Clustering

Task: Given an image, cluster image pixels using partitional and hierarchical clustering algorithms.

In this project I have implemented k-means and agglomerative clustering algorithms. You will find brief explanations of my code throughout the implementation.

K-means

K-means is basically an example of the Expectation-Maximization algorithm. Mainly, starting with randomly initialized cluster (mean) vectors $m_i$, we loop through:

I used Mean Squared Error as my distance metric to evaluate pixel clusters in each iteration. Each cluster is represented with a mean vector, also called a centroid. Experimented with different k values and chose the optimal one using the elbow method.

Code

Let's import the necessary libraries.

In [1]:
import numpy as np
import scipy.io
import imageio
import pylab
import time
import matplotlib.pyplot as plt
from PIL import Image

I've created a class called Kmeans in order to have all the functionalities clean and neat. All the methods are explained as docstrings and comments in the code.

In [2]:
class Kmeans:
    def __init__(self, k):
        self.K = k
        self.num_of_K = len(k)
        self.all_error = []


    def init_rand_centroids(self, im, num_clusters):
        """ Initialize centroids as random pixels in the image. Returns k-many random pixel RGB coordinates.
        
        Steps in this method:
        
        1. Create a 1-d numpy array that represents the indexes of each individual pixel in the input image
        2. Shuffle the array
        3. Use the shuffled array as a mask to obtain randomly selected centroids
        4. Return the RGB values of the selected centroids
        """

        initial_points = np.arange(im.shape[0])
        np.random.shuffle(initial_points)
        centroid_locs = im[initial_points[:num_clusters], :]
        return centroid_locs


    def update_centroids(self, mse, k, labels):
        """ Returns new centroids using the current labeling of the pixels and the corresponding overall MSE.
        """
        current_centroid = np.zeros((k, 3))
        error = 0
        for i in range(k):
            indexes = np.where(labels == i)[0]  # Indexes of pixel labels where they belong to ith cluster.
            if len(indexes) != 0:
                values = im2[indexes, :]  # Get the RGB values of the pixels using their indexes as mask.
                current_centroid[i, :] = np.mean(values, axis=0)  # Compute the mean of the new centroid.
                # Calculate MSE for the updated centroids.
                error += np.sum((values[:, 0] - current_centroid[i, 0]).astype(np.float64) ** 2 +
                                (values[:, 1] - current_centroid[i, 1]).astype(np.float64) ** 2 +
                                (values[:, 2] - current_centroid[i, 2]).astype(np.float64) ** 2)
        mse += error / len(labels)
        return current_centroid, mse

    def predict(self, k, new_im):
        """ Return current labels of pixels, updated centroids, and corresponding MSE.
        """

        # Select random centroids.
        centroids = self.init_rand_centroids(new_im, k)

        iteration = 0
        mse = 0

        # Compute distances of pixels to randomly selected centroids before the while loop as the first step.
        dist = np.zeros((im2.shape[0], k))  # Distance matrix for each pixel.
        for i in range(k):
            dist[:, i] = np.linalg.norm(im2 - centroids[i], axis=1)  # This calculates the Euclidean distance.
        labels = np.argmin(dist, axis=1)  # Assign each pixel to a cluster, which is the closest one.
        centroids, mse = self.update_centroids(mse, k, labels)

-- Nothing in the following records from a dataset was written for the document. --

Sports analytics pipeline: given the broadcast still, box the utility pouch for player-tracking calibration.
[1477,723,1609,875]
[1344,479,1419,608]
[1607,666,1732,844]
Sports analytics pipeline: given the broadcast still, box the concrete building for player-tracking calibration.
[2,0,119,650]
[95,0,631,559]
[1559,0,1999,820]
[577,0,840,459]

        # Repeat the above process until any pixels didn't change their labels.
        while not (labels == np.argmin(dist, axis=1)).all():

            if iteration != 0:
                dist = np.zeros((im2.shape[0], k))
                dist[:, i] = np.linalg.norm(im2 - centroids[i], axis=1)
                labels = np.argmin(dist, axis=1)

            centroids, mse = self.update_centroids(mse, k, labels)
            iteration += 1

        return labels, centroids, mse


    def fit(self, im, im2):
        """ Outputs the clustered image for each value of k.
        
        im: Original image, of size (1000, 1600, 3) in this case.
        im2: Reshaped image array from 3d to 2d. Thus in size (1600000, 3)
        """
        clustered = np.zeros((self.num_of_K, im.shape[0], im.shape[1], 3), dtype=np.uint8)
        err = []

        # This loop is to run k-means algorithm for different given values of k.
        # So it will run k-means algorithm as many as number of the k values provided (num_of_K).
        for k in range(self.num_of_K):
            print("Computing for K =", self.K[k])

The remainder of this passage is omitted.